Efficiency of timestamps

From: Martin Foster <martin(at)ethereal-realms(dot)org>
To: PostgreSQL Performance <pgsql-performance(at)postgresql(dot)org>
Subject: Efficiency of timestamps
Date: 2003-07-09 00:27:36
Message-ID: 3F0B6178.2020805@ethereal-realms.org
Views: Raw Message | Whole Thread | Download mbox | Resend email
Thread:
Lists: pgsql-performance

As I keep looking through code to see where I can make things more
efficient, I noticed that in some cases timestamps seem horribly
inefficient. This leads to very long run times for certain queries.

Here is an example:

-- USING TIMESTAMPS TO NARROW DOWN --

SELECT
Post.PostIDNumber,
Post.PuppeteerLogin,
Post.PuppetName,
Post.PostCmd,
Post.PostClass
FROM ethereal.Post
WHERE Post.PostTimeStamp > (LOCALTIMESTAMP - INTERVAL '10 Minutes')
AND Post.RealmName='Amalgam'
AND (Post.PostTo='all' OR Post.PostTo='root')
AND (NOT EXISTS (SELECT PuppetIgnore.PuppetLogin
FROM ethereal.PuppetIgnore
WHERE PuppetIgnore.PuppetIgnore='global'
AND PuppetIgnore.PuppeteerLogin='root'
AND PuppetIgnore.PuppetLogin=Post.PuppeteerLogin)
OR Post.PuppeteerLogin IS NULL)
AND (NOT EXISTS (SELECT PuppetIgnore.PuppetName
FROM ethereal.PuppetIgnore
WHERE PuppetIgnore='single'
AND PuppetIgnore.PuppeteerLogin='root'
AND PuppetIgnore.PuppetName=Post.PuppetName)
OR Post.PuppetName IS NULL)
ORDER BY Post.PostIDNumber LIMIT 100

-- Explain of Above--
Limit (cost=0.00..260237.32 rows=100 width=48)
-> Index Scan using pkpost on post (cost=0.00..3020594.00 rows=1161
width=48)
Filter: ((posttimestamp > (('now'::text)::timestamp(6) without
time zone - '00:10'::interval)) AND (realmname = 'Amalgam'::character
varying) AND ((postto = 'all'::character varying) OR (postto =
'root'::character varying)) AND ((NOT (subplan)) OR (puppeteerlogin IS
NULL)) AND ((NOT (subplan)) OR (puppetname IS NULL)))
SubPlan
-> Index Scan using pkpuppetignore on puppetignore
(cost=0.00..13.31 rows=1 width=10)
Index Cond: (puppeteerlogin = 'root'::character varying)
Filter: ((puppetignore = 'global'::character varying)
AND (puppetlogin = $0))
-> Index Scan using pkpuppetignore on puppetignore
(cost=0.00..5.84 rows=1 width=15)
Index Cond: ((puppeteerlogin = 'root'::character
varying) AND (puppetname = $1))
Filter: (puppetignore = 'single'::character varying)
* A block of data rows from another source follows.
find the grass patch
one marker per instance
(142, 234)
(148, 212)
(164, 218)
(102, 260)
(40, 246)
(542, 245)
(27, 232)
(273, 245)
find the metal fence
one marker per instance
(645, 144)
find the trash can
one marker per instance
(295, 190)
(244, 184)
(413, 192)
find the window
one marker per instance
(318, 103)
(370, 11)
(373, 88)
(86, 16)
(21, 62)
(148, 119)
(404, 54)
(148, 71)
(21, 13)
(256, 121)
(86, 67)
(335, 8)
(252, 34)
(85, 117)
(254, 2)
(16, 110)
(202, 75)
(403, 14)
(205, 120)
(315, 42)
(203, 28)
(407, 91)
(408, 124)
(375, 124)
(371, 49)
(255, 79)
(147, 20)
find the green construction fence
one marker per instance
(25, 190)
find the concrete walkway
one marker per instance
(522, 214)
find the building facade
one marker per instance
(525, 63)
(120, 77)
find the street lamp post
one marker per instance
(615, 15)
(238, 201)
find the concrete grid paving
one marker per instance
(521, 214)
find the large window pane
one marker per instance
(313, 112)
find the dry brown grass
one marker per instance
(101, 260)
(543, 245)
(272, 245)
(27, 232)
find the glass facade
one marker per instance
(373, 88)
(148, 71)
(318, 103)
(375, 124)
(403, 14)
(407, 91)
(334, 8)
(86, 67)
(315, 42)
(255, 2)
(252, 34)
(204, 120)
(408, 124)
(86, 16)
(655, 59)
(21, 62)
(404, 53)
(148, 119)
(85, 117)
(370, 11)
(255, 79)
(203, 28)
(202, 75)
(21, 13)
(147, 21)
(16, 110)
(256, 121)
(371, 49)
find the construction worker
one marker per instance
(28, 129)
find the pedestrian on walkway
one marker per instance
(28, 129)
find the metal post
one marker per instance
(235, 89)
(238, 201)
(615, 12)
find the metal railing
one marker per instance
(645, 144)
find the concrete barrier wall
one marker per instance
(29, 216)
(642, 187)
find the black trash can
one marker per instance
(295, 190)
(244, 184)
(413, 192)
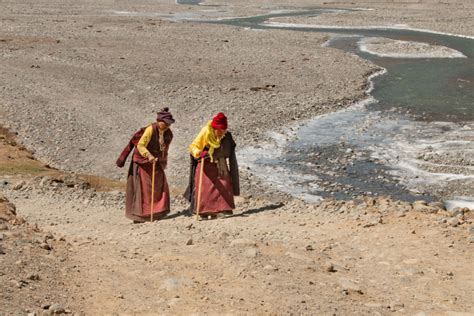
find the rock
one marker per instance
(46, 246)
(373, 305)
(395, 306)
(242, 243)
(349, 286)
(173, 283)
(453, 221)
(329, 267)
(45, 306)
(270, 268)
(251, 253)
(19, 185)
(437, 205)
(33, 276)
(223, 236)
(56, 309)
(299, 257)
(456, 211)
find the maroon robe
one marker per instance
(218, 186)
(139, 181)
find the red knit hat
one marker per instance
(219, 121)
(165, 116)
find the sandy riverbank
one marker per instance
(79, 77)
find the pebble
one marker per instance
(56, 309)
(349, 286)
(242, 242)
(453, 222)
(299, 257)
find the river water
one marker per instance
(401, 142)
(413, 138)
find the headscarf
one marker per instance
(165, 116)
(213, 141)
(219, 121)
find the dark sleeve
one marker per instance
(234, 168)
(169, 137)
(123, 156)
(188, 194)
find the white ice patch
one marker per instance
(373, 27)
(385, 47)
(460, 201)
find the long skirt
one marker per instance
(138, 196)
(217, 194)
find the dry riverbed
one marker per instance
(78, 79)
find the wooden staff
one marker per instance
(152, 190)
(200, 188)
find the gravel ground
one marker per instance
(77, 84)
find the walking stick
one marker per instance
(152, 190)
(200, 188)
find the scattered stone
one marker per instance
(329, 267)
(57, 309)
(46, 246)
(299, 257)
(395, 306)
(33, 276)
(349, 286)
(453, 222)
(251, 252)
(242, 242)
(19, 185)
(270, 268)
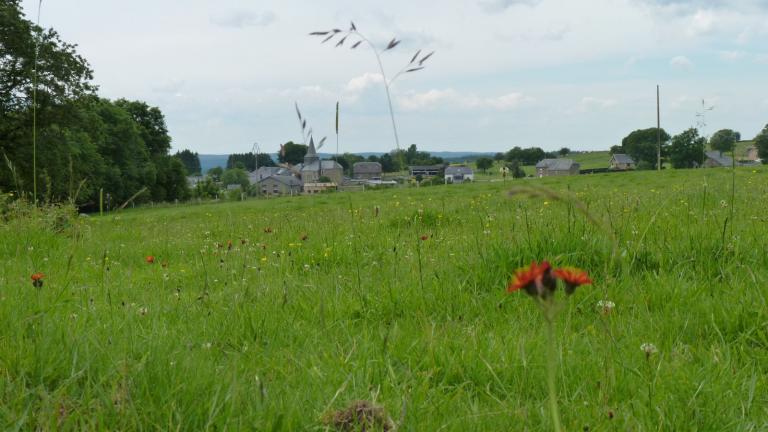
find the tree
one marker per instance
(515, 169)
(687, 149)
(190, 160)
(642, 145)
(761, 142)
(484, 163)
(215, 173)
(292, 153)
(235, 176)
(724, 140)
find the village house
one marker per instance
(716, 159)
(556, 167)
(425, 170)
(366, 171)
(752, 153)
(622, 162)
(264, 172)
(279, 185)
(459, 174)
(313, 169)
(315, 188)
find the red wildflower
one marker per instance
(37, 279)
(573, 278)
(537, 280)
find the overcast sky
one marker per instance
(549, 73)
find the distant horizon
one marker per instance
(545, 73)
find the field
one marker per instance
(271, 314)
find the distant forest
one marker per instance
(80, 143)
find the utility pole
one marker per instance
(256, 149)
(658, 130)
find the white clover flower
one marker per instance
(605, 307)
(649, 349)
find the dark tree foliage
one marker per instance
(761, 142)
(84, 143)
(724, 140)
(484, 164)
(642, 145)
(292, 153)
(249, 161)
(687, 149)
(190, 160)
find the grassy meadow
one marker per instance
(271, 314)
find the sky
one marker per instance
(548, 73)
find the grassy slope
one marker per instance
(274, 332)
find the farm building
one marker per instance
(459, 174)
(279, 184)
(366, 171)
(264, 172)
(557, 167)
(313, 168)
(426, 170)
(622, 162)
(315, 188)
(716, 159)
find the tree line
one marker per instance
(684, 150)
(84, 143)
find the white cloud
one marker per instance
(493, 6)
(702, 22)
(681, 63)
(732, 55)
(450, 98)
(591, 103)
(243, 18)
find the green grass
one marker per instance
(278, 331)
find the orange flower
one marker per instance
(37, 279)
(537, 280)
(573, 278)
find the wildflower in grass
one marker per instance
(37, 280)
(605, 307)
(536, 280)
(573, 278)
(539, 281)
(649, 349)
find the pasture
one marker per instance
(271, 314)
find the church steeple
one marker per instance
(311, 156)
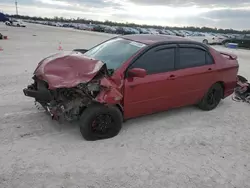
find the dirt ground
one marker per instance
(180, 148)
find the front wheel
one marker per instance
(205, 41)
(212, 98)
(100, 122)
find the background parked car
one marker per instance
(16, 23)
(243, 42)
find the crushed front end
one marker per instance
(65, 103)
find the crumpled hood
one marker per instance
(68, 69)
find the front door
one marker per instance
(150, 94)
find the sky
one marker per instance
(210, 13)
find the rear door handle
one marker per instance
(171, 77)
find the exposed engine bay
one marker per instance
(64, 103)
Result : 22 rows fetched (17.21 sec)

-- USING A GENERATED ID NUMBER --

SELECT
Post.PostIDNumber,
Post.PuppeteerLogin,
Post.PuppetName,
Post.PostCmd,
Post.PostClass
FROM ethereal.Post
WHERE Post.PostIDNumber > 1
AND Post.RealmName='Amalgam'
AND (Post.PostTo='all' OR Post.PostTo='root')
AND (NOT EXISTS (SELECT PuppetIgnore.PuppetLogin
FROM ethereal.PuppetIgnore
WHERE PuppetIgnore.PuppetIgnore='global'
AND PuppetIgnore.PuppeteerLogin='root'
AND PuppetIgnore.PuppetLogin=Post.PuppeteerLogin)
OR Post.PuppeteerLogin IS NULL)
AND (NOT EXISTS (SELECT PuppetIgnore.PuppetName
FROM ethereal.PuppetIgnore
WHERE PuppetIgnore='single'
AND PuppetIgnore.PuppeteerLogin='root'
AND PuppetIgnore.PuppetName=Post.PuppetName)
OR Post.PuppetName IS NULL)
ORDER BY Post.PostIDNumber LIMIT 100

-- Explain of Above--
Limit (cost=0.00..86712.10 rows=100 width=48)
-> Index Scan using pkpost on post (cost=0.00..3019119.56 rows=3482
width=48)
Index Cond: (postidnumber > 1)
Filter: ((realmname = 'Amalgam'::character varying) AND
((postto = 'all'::character varying) OR (postto = 'root'::character
varying)) AND ((NOT (subplan)) OR (puppeteerlogin IS NULL)) AND ((NOT
(subplan)) OR (puppetname IS NULL)))
SubPlan
-> Index Scan using pkpuppetignore on puppetignore
(cost=0.00..13.31 rows=1 width=10)
Index Cond: (puppeteerlogin = 'root'::character varying)
Filter: ((puppetignore = 'global'::character varying)
AND (puppetlogin = $0))
-> Index Scan using pkpuppetignore on puppetignore
(cost=0.00..5.84 rows=1 width=15)
Index Cond: ((puppeteerlogin = 'root'::character
varying) AND (puppetname = $1))
Filter: (puppetignore = 'single'::character varying)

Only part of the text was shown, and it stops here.